Scam playbook
Major-oil executive impersonation (Chevron / Shell / Aramco 'CEO')
A counterparty claims to be a named executive at a major (Chevron, Shell, Aramco, ExxonMobil) to lend a fabricated deal instant credibility, frequently backed by a fake or doctored LinkedIn profile.
How it works
- 1.A 'Group CEO' or 'allocation holder' offers cargo-scale volume directly, bypassing the major's actual trading desk.
- 2.The claimed role contradicts the major's publicly documented leadership (10-K filings, the company's own leadership page).

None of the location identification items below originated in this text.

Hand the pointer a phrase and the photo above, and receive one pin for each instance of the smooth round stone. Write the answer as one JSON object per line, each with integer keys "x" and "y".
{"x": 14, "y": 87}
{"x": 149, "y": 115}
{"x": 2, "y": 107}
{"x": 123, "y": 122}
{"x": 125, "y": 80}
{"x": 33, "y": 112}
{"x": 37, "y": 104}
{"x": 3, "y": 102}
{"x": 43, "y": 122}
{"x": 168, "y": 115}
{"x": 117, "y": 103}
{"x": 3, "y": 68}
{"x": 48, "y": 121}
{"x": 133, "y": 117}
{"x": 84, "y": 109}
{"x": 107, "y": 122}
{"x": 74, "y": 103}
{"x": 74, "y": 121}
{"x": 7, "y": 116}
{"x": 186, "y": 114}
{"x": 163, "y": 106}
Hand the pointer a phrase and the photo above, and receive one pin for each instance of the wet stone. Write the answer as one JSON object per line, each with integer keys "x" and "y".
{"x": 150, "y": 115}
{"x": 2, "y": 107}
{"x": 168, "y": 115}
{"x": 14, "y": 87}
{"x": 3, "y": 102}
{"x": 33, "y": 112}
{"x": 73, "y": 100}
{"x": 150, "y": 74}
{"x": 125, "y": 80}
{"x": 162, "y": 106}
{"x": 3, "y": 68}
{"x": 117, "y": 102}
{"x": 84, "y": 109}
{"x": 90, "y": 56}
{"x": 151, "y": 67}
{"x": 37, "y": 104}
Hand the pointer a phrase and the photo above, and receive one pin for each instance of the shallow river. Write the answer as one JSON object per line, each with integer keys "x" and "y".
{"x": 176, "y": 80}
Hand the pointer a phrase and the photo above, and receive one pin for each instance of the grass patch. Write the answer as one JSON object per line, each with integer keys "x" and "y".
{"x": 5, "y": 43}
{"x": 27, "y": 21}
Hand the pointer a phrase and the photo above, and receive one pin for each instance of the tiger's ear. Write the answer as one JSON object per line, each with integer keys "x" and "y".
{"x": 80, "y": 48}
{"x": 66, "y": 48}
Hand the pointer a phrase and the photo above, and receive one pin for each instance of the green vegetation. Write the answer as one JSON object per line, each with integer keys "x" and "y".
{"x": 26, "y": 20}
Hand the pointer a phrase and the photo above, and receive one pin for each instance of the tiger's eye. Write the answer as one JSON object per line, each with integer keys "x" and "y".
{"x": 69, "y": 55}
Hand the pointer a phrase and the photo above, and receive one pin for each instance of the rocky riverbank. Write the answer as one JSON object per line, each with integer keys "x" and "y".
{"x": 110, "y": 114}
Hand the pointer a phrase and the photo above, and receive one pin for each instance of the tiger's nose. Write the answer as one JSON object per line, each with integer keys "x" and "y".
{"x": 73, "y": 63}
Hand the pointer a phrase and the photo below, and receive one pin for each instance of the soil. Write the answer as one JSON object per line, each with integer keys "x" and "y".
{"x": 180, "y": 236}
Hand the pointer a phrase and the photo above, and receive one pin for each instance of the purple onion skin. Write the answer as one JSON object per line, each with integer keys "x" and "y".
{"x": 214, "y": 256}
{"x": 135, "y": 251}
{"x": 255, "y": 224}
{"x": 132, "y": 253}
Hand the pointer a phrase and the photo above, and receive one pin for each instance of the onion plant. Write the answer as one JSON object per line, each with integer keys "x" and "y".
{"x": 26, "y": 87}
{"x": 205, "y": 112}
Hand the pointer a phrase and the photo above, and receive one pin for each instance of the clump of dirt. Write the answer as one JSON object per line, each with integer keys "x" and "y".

- 3.Supporting 'entities' are unregistered shells or, in real cases, names lifted from fiction.
Red flags
- A major's executive selling product directly to a stranger via WhatsApp/LinkedIn.
- Claimed title that does not match the company's published leadership.
- Employer or JV entities with no corporate registration.
What the real version looks like
Majors sell through named trading entities and verified processes, not via an executive's personal DM. A 30-second check against the company's published leadership usually settles it — this is exactly the pattern OilFlow's first investigated cluster exposed.
This page describes a general fraud pattern for educational purposes. It is not an accusation against any specific person or company. A clean check is not a clearance — documentary KYC and licence verification still apply.